Петя смотрел на лежащего. Черная лужа все расползалась вокруг умного жесткого лица. Поползла вниз челюсть, раскрылись губы.
— Ер мусс нихт лебен{2}… — внятно произнес лежащий человек. И повторил тише: — Ер мусс нихт… — Человек вдруг очень по-домашнему, как-то уютно зевнул. — …нихт лебен…
И человек замолчал с открытыми глазами, отвесив нижнюю челюсть. Петя не сразу понял, что он умер. А лужа продолжала растекаться.
Возвращались люди в форме, возбужденные, взволнованные. Они махали руками, рассказывали друг другу детали необычной операции. Они уже любили Петю просто потому, что несколько минут назад его спасли. Петю хлопали по плечу и кричали, что он родился в рубашке. Пете что-то рассказывали, о чем-то расспрашивали, Пете вынесли рюмку водки и кусок пирога с морковкой. Пете кричали, что пить нельзя, пока его не осмотрит врач. Петя прислушался к себе… В голове шумело, но не сильно, а тошнить перестало. Он прислонился к стене, еще раз почувствовал, какая она шершавая и холодная… Петя выцедил рюмку и тоскливо подумал, что теперь будет слушаться Голоса. Но Голос давно уже молчал.
Потом было отделение милиции, был протокол, и тут в первый раз Петя понял, до какой степени влип во что-то непонятное и темное.
Знает ли он этого человека?
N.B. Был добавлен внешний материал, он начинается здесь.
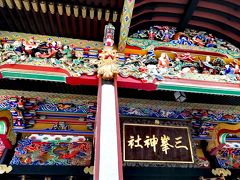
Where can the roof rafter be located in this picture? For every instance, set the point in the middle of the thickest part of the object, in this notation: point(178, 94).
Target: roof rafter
point(191, 6)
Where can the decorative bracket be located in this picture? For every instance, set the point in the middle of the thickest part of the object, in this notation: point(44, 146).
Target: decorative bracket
point(5, 169)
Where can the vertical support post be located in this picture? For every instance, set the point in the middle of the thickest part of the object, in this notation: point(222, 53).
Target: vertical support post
point(108, 156)
point(125, 23)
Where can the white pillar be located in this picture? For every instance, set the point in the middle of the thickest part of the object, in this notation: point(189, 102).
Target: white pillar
point(109, 145)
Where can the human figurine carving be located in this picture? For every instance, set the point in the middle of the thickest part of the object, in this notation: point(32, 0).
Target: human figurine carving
point(108, 67)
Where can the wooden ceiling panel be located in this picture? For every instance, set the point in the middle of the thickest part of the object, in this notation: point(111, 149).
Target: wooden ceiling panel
point(61, 17)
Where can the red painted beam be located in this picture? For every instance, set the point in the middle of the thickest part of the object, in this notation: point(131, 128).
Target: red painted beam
point(88, 27)
point(82, 80)
point(216, 17)
point(74, 30)
point(33, 69)
point(66, 25)
point(95, 28)
point(80, 21)
point(135, 84)
point(103, 22)
point(120, 4)
point(215, 28)
point(219, 7)
point(9, 22)
point(14, 19)
point(234, 2)
point(50, 17)
point(59, 24)
point(97, 131)
point(160, 10)
point(157, 19)
point(45, 23)
point(31, 22)
point(143, 3)
point(118, 130)
point(23, 21)
point(37, 21)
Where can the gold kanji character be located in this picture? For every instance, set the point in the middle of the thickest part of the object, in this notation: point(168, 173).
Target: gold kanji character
point(132, 142)
point(179, 141)
point(151, 142)
point(165, 145)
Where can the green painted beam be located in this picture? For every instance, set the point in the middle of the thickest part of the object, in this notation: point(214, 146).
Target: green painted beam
point(34, 76)
point(197, 89)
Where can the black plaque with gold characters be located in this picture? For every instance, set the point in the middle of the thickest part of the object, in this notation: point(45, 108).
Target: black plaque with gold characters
point(156, 144)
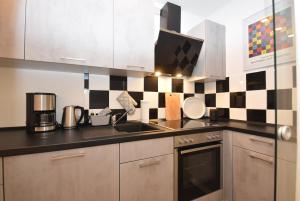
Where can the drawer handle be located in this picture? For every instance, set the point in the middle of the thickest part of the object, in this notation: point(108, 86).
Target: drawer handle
point(150, 163)
point(61, 157)
point(261, 158)
point(261, 141)
point(135, 67)
point(74, 59)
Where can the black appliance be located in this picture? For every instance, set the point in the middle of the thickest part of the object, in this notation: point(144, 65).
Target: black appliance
point(198, 166)
point(40, 112)
point(175, 53)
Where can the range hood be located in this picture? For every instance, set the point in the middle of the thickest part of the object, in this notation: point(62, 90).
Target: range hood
point(175, 53)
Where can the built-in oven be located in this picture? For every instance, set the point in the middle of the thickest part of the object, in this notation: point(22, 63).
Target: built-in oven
point(198, 167)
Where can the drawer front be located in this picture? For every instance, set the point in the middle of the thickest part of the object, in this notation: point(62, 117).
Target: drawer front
point(253, 178)
point(1, 172)
point(254, 143)
point(131, 151)
point(76, 174)
point(147, 180)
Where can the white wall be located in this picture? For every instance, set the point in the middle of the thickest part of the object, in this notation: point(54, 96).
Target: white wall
point(232, 16)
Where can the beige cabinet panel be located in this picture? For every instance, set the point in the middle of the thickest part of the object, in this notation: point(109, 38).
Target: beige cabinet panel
point(1, 172)
point(12, 28)
point(70, 31)
point(131, 151)
point(227, 165)
point(88, 174)
point(211, 64)
point(147, 180)
point(133, 34)
point(1, 193)
point(286, 175)
point(255, 143)
point(253, 178)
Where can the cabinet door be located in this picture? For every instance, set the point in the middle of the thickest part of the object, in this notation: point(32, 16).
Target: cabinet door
point(12, 28)
point(215, 50)
point(147, 180)
point(134, 33)
point(89, 174)
point(70, 31)
point(253, 178)
point(1, 193)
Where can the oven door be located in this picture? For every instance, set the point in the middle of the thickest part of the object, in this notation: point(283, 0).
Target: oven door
point(199, 171)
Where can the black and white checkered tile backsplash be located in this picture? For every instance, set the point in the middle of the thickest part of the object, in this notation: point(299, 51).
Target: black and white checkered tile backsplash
point(248, 97)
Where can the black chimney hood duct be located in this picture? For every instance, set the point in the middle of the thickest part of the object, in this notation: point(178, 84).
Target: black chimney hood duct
point(175, 53)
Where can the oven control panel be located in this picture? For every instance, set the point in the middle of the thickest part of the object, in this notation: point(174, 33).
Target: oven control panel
point(186, 140)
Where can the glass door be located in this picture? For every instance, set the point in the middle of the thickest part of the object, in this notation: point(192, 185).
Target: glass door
point(285, 100)
point(199, 171)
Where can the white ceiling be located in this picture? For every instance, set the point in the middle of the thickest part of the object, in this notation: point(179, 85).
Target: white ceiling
point(201, 8)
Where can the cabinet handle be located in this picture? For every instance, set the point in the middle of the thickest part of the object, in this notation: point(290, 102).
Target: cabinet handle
point(61, 157)
point(262, 141)
point(150, 163)
point(261, 158)
point(74, 59)
point(135, 67)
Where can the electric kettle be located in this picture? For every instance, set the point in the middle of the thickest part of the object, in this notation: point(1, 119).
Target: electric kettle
point(70, 119)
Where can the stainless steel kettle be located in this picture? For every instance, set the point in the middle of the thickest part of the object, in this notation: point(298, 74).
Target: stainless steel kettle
point(70, 119)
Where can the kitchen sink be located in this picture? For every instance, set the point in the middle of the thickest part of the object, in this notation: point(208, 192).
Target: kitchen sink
point(132, 127)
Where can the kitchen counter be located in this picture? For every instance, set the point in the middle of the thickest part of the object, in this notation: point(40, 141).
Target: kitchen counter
point(15, 141)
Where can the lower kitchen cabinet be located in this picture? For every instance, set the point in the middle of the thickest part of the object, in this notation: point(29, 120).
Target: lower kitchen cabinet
point(253, 176)
point(87, 174)
point(148, 179)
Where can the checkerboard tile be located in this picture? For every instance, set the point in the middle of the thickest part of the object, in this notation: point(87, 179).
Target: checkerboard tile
point(249, 96)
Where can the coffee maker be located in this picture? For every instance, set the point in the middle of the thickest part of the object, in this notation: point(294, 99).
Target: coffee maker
point(40, 112)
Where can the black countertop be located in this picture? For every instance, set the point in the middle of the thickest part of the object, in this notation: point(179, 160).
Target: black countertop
point(15, 141)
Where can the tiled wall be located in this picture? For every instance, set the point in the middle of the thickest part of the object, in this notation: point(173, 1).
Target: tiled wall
point(104, 90)
point(249, 97)
point(241, 103)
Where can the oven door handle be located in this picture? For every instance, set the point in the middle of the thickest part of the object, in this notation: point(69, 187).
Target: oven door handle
point(200, 149)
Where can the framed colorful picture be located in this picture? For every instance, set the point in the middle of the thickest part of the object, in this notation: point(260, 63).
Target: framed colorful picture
point(259, 37)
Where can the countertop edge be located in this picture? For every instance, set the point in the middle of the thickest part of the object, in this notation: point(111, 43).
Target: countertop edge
point(124, 138)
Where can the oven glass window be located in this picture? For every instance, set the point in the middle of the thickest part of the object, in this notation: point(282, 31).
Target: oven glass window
point(199, 173)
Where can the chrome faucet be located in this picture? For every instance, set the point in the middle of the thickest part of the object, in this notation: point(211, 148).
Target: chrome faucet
point(115, 121)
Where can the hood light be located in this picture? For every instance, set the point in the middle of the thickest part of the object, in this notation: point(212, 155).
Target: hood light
point(179, 75)
point(157, 73)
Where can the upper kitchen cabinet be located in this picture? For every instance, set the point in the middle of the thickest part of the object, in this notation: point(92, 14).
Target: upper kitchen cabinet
point(12, 28)
point(70, 31)
point(134, 35)
point(211, 64)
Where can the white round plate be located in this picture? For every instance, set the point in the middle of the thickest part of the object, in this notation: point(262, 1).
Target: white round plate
point(193, 108)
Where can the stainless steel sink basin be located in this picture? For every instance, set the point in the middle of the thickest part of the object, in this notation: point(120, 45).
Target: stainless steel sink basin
point(132, 127)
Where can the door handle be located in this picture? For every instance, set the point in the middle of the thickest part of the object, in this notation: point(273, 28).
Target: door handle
point(73, 59)
point(270, 161)
point(284, 133)
point(61, 157)
point(261, 141)
point(149, 163)
point(134, 67)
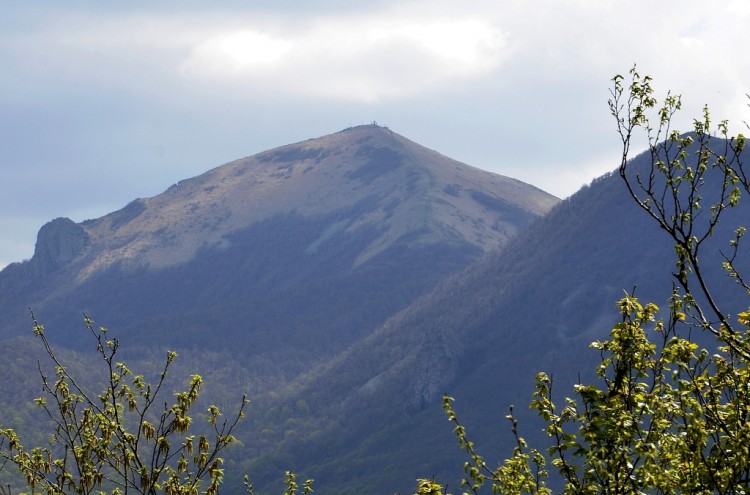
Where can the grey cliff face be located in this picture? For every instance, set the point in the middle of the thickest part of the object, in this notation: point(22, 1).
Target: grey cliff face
point(58, 243)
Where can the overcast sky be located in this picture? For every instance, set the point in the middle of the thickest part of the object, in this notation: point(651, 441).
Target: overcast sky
point(105, 102)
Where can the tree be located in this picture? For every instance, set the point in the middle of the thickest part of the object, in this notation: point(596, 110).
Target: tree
point(667, 415)
point(126, 439)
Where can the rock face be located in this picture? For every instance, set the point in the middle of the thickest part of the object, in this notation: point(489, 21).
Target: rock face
point(57, 243)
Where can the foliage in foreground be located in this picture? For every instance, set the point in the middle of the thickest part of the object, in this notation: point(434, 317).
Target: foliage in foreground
point(126, 439)
point(667, 415)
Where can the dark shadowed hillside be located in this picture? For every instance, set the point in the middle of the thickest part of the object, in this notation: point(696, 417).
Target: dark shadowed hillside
point(482, 336)
point(286, 257)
Нет… Не знает. Посмотрите еще раз. Нет, не знает, никогда не встречал. А других участников бандитского нападения? Их он тоже не знает, никогда не встречал… да, уверен. А тогда зачем они напали на него? Нет, не из-за денег! У него ничего не просили, ничего не хотели взять. И у самих нападавших не было ни копейки… по крайней мере у этого, убитого. Кстати, и документов у него не было. Нет, не беглый — вон какой сытый и здоровый. Хотя денег и документов при убитом не было, зато был очень интересный нож…
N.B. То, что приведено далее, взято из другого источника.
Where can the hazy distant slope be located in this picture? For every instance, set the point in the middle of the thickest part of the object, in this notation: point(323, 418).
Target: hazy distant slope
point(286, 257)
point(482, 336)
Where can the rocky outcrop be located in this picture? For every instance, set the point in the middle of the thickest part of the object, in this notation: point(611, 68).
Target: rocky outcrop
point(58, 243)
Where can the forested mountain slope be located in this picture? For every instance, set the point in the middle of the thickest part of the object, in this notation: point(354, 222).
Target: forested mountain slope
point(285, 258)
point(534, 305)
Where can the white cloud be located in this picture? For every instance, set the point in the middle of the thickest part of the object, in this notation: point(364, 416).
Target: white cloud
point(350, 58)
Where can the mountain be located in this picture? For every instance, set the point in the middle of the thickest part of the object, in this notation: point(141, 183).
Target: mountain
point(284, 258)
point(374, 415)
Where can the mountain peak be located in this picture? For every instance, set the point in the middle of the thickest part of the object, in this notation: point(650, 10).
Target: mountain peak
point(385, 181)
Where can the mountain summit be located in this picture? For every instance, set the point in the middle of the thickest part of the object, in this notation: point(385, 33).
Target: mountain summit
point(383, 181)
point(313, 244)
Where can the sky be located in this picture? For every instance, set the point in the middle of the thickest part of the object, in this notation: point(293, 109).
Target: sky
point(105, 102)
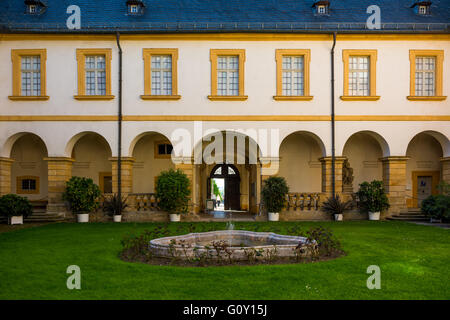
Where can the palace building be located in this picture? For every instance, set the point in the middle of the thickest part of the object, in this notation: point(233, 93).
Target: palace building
point(289, 85)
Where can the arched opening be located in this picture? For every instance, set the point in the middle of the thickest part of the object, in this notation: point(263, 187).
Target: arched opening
point(91, 153)
point(423, 168)
point(363, 152)
point(230, 151)
point(152, 154)
point(224, 187)
point(29, 174)
point(299, 162)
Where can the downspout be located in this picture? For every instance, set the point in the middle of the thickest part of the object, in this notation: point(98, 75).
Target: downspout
point(333, 153)
point(119, 138)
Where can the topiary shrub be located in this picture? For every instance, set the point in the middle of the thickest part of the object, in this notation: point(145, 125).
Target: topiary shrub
point(82, 194)
point(274, 194)
point(14, 205)
point(372, 197)
point(173, 192)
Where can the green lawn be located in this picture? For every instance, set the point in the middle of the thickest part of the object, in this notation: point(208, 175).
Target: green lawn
point(414, 262)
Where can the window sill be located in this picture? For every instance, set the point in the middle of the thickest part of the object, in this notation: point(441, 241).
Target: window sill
point(293, 98)
point(360, 98)
point(28, 98)
point(426, 98)
point(82, 97)
point(160, 97)
point(227, 98)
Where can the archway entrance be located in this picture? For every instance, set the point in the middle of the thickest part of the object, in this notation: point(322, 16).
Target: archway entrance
point(230, 193)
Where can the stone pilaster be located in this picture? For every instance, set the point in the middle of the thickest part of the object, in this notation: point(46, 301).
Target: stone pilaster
point(126, 176)
point(327, 176)
point(186, 165)
point(394, 180)
point(5, 175)
point(59, 171)
point(445, 169)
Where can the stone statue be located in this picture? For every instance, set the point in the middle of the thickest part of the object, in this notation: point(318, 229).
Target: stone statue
point(347, 177)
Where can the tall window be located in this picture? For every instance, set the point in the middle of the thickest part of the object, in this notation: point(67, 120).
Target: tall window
point(228, 76)
point(293, 76)
point(358, 76)
point(95, 75)
point(162, 75)
point(31, 75)
point(425, 76)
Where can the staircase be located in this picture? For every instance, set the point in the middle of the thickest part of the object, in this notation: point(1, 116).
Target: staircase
point(411, 214)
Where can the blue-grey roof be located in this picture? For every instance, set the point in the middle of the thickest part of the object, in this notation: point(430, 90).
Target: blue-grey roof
point(225, 16)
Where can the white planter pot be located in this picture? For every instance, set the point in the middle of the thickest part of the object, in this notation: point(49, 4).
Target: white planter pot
point(83, 217)
point(374, 216)
point(15, 220)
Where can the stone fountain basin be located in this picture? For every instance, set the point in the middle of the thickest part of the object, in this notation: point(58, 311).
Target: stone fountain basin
point(239, 242)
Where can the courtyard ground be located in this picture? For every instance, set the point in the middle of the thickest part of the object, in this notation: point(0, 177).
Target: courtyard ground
point(414, 262)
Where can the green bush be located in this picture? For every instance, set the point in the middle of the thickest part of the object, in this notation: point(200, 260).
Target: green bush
point(82, 194)
point(172, 191)
point(13, 205)
point(436, 206)
point(334, 205)
point(274, 193)
point(372, 197)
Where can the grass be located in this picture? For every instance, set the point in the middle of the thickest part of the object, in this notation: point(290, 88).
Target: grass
point(414, 262)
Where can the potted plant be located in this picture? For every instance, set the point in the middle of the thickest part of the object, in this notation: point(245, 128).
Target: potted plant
point(274, 194)
point(372, 198)
point(113, 206)
point(83, 195)
point(173, 193)
point(336, 207)
point(15, 208)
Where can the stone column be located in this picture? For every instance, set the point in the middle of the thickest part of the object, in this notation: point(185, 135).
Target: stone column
point(394, 179)
point(186, 165)
point(445, 171)
point(59, 171)
point(5, 175)
point(327, 175)
point(126, 176)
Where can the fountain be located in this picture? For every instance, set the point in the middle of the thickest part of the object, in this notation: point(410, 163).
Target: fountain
point(238, 244)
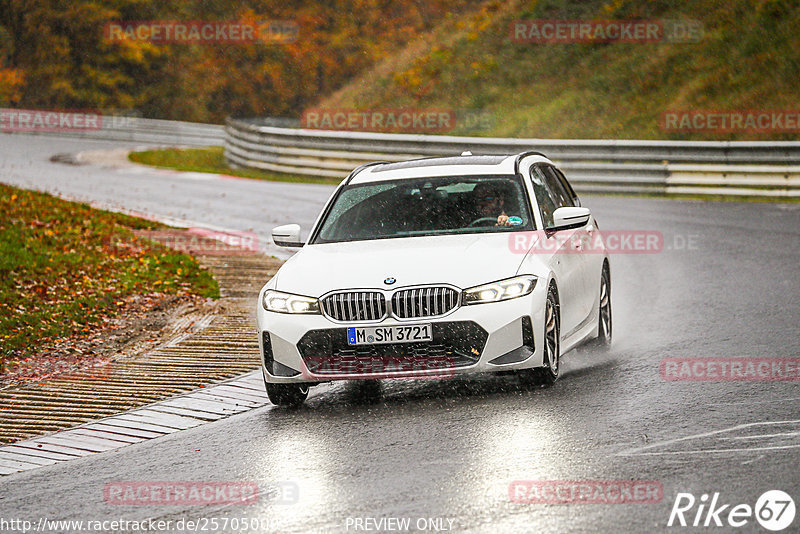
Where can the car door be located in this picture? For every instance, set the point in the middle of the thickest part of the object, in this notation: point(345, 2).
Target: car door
point(591, 258)
point(561, 250)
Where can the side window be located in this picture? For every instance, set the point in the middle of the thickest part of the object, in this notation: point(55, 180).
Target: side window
point(560, 194)
point(567, 187)
point(544, 197)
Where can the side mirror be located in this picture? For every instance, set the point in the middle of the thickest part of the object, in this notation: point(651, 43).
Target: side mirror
point(570, 217)
point(287, 235)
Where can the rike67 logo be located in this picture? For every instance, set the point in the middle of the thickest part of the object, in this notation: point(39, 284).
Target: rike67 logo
point(774, 510)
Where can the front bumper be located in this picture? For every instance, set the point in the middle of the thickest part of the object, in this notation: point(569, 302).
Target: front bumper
point(478, 338)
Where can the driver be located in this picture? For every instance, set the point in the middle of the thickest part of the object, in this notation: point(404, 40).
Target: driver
point(489, 202)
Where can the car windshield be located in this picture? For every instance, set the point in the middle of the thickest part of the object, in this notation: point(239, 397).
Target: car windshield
point(426, 207)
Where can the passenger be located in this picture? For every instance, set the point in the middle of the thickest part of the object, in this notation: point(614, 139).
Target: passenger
point(489, 201)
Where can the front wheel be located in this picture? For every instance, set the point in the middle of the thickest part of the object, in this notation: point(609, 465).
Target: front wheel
point(548, 374)
point(287, 394)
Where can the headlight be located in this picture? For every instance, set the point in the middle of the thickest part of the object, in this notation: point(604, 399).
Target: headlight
point(281, 302)
point(511, 288)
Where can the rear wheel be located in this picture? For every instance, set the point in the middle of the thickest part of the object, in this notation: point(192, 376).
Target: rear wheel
point(548, 374)
point(605, 324)
point(287, 394)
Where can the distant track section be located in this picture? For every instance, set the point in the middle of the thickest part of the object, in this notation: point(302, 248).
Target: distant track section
point(735, 168)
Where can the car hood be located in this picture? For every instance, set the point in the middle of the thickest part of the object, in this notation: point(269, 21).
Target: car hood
point(462, 260)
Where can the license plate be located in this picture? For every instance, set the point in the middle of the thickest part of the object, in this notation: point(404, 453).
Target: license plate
point(389, 334)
Нож и правда оказался странный — сантиметров двадцати пяти в длину, бритвенной остроты, шириной от силы сантиметра три у рукояти. Нож заострялся как штык. Петя ходил по грибы и ягоды, не раз бывал в зимних походах. Он понимал, что такой нож не годится ни разделывать тушу, ни открывать банку, ни колоть лучинку… Он предназначен только для убийства.
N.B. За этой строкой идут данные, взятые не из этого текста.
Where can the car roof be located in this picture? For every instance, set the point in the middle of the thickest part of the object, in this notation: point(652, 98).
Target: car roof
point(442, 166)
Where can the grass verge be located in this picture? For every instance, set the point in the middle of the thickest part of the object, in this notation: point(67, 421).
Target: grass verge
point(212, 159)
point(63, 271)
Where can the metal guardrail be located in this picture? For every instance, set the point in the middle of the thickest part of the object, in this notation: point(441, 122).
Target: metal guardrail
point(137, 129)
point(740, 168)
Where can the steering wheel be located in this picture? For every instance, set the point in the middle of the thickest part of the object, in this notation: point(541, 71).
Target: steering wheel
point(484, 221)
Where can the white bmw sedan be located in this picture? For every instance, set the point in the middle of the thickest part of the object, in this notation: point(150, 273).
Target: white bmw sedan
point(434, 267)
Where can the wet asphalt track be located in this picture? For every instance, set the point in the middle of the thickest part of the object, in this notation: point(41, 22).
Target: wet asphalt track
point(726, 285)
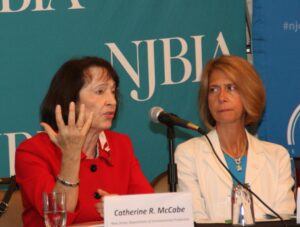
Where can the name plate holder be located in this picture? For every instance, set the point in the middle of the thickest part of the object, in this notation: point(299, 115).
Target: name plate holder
point(149, 210)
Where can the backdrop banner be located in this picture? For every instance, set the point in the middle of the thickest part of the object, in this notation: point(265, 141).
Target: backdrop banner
point(158, 48)
point(276, 35)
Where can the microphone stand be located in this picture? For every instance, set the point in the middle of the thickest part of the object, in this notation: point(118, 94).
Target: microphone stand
point(172, 167)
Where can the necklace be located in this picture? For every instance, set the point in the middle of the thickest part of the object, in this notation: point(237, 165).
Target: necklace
point(238, 161)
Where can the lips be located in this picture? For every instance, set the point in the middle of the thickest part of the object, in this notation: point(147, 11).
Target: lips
point(224, 110)
point(109, 114)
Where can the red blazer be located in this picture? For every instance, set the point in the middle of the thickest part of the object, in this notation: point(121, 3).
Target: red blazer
point(38, 163)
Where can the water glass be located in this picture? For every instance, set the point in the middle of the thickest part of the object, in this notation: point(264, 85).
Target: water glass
point(55, 209)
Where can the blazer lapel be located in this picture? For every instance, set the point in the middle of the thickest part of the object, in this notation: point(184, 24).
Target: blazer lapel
point(255, 159)
point(215, 165)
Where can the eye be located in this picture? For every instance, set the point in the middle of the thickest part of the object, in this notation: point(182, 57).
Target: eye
point(99, 91)
point(231, 87)
point(214, 89)
point(114, 90)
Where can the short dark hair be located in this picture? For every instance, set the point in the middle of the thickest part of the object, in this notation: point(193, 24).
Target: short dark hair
point(66, 85)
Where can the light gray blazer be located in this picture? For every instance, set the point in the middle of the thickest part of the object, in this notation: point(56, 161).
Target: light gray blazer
point(268, 173)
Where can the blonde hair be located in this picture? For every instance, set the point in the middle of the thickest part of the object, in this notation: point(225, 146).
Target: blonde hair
point(248, 82)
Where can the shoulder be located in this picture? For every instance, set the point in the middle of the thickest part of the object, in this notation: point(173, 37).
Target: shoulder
point(269, 148)
point(116, 136)
point(196, 145)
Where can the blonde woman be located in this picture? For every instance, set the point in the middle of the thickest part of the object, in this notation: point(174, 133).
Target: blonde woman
point(232, 97)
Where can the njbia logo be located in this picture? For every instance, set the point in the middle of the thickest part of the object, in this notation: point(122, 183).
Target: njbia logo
point(39, 5)
point(291, 128)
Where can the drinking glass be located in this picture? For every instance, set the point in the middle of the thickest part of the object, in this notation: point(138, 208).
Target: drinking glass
point(55, 209)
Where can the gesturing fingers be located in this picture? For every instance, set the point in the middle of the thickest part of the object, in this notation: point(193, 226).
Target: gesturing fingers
point(59, 118)
point(72, 115)
point(87, 124)
point(51, 133)
point(81, 117)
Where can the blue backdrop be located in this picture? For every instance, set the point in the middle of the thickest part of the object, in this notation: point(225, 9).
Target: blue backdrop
point(276, 45)
point(158, 47)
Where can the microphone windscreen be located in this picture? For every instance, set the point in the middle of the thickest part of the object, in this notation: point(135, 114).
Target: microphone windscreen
point(154, 113)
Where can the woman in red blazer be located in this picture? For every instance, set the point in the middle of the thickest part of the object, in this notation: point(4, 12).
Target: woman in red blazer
point(78, 154)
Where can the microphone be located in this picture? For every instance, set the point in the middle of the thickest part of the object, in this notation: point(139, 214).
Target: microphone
point(158, 115)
А еще вот фонарик какой интересный! Петя и правда не видал ничего подобного в своей жизни… А ему объясняли: это армейский фонарик. Из гражданских такие выдают только членам охотничьих кооперативов. Что, Петя и дальше будет утверждать, что на него напал обычный уголовник? Что у Пети просто хотели вытрясти несколько медяков на выпивку?
Ах, он ничего не утверждает! Так и запишем. А что это такое говорил умиравший?
— Он не должен жить… — перевел Петя. Человек еще раньше говорил и другое: «Господин капитан, он уже готов!» Но было совершенно невозможно повторить эти слова: при ярком электрическом свете, на допросе, такие слова выглядели совершеннейшим бредом. Тем более что ясно: не мог же говорить такие слова мелкий уголовник, промышляющий в подворотне.
— Как интересно! А кто именно не должен жить?!
— Откуда я знаю… — мямлил Петя, сам в тоске от всех этих странностей. — Наверно, это я не должен жить…
— А может быть, и кто-то другой… — проницательно усмехался следователь. Грустно смотрел на Петю, грустно сопел срочно вызванный участковый.
— Я вам всегда верил, товарищ Кац… — говорил участковый, и получалось, что участковый-то всегда Пете верил, а вот Петя каким-то непостижимым образом подвел участкового… Хотя и совершенно непонятно, как именно.
Следователь колотил по клавишам разболтанной машинки, нервно курил, задавал новые вопросы и снова курил, совал в пепельницу бычок и опять колотил по стучащим, западающим клавишам. Следователь работал под плакатом «Уважай время!». Участковый молча сидел, молча слушал, кивал и сопел.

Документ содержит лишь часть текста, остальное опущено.